Nie jestem od nich, jak bym był to bym sobie nie zawracał głowy pisaniem tutaj.
Patrzę poprostu realnie i rozwiewam wątpliwości ludzi, którzy wtopili nie znając się najprawdopodobnie w co wogóle inwestują.
Mówisz, że załatwili sobie wycenę..... zauważ, że wtedy mieliśmy taki hype na gaming, że wszystko co związane było z grami to rosło do takich wartości że głowa mała.....
Po drugie mówisz, że na podstawie gier które ktoś zrobi a oni wydadzą....
- ghostrunner 1 od studia OML
- charnobylite od farm51
Nie twierdzisz chyba, że to słabe gry które się nie udały i był to szrot.
Wejście od tyłu.... połowa tutaj nawet nie wie co to oznacza i z czym to jest związane.
Hype się skończył, gaming podupadł i jest pase... od cała historia.

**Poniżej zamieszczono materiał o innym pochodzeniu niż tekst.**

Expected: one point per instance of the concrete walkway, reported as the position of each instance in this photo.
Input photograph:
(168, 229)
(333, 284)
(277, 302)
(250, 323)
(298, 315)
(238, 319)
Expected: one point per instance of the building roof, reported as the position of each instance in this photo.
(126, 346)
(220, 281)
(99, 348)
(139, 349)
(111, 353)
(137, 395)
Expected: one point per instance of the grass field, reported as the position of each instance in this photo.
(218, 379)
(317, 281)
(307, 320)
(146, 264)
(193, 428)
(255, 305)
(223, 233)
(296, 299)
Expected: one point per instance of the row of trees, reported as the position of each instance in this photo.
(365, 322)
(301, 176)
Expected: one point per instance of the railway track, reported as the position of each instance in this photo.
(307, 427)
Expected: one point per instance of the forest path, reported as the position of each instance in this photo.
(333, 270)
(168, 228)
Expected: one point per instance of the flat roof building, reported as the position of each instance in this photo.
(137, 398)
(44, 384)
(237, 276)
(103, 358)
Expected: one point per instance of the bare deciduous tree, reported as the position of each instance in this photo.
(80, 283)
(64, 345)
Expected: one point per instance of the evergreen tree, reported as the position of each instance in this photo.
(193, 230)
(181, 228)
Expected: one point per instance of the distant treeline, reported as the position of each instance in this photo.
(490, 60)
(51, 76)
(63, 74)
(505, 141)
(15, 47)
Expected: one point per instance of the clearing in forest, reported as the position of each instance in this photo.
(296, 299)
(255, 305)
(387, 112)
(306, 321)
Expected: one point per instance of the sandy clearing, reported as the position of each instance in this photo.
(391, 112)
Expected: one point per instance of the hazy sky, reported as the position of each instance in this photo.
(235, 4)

Na tym to polega że albo wiesz w co wchodzisz i jesteś świadom ryzyka lub płyniesz na fali FOMO i potem płaczesz jak to cię nie oszukali.
PS podobnie gadają na columbusie (gdy była hossa na fotowoltaike)
Takich przykładów jest x.
Przepraszam ale ja tego nie kupuję i się z Tobą i przedmówcami nie zgadzam.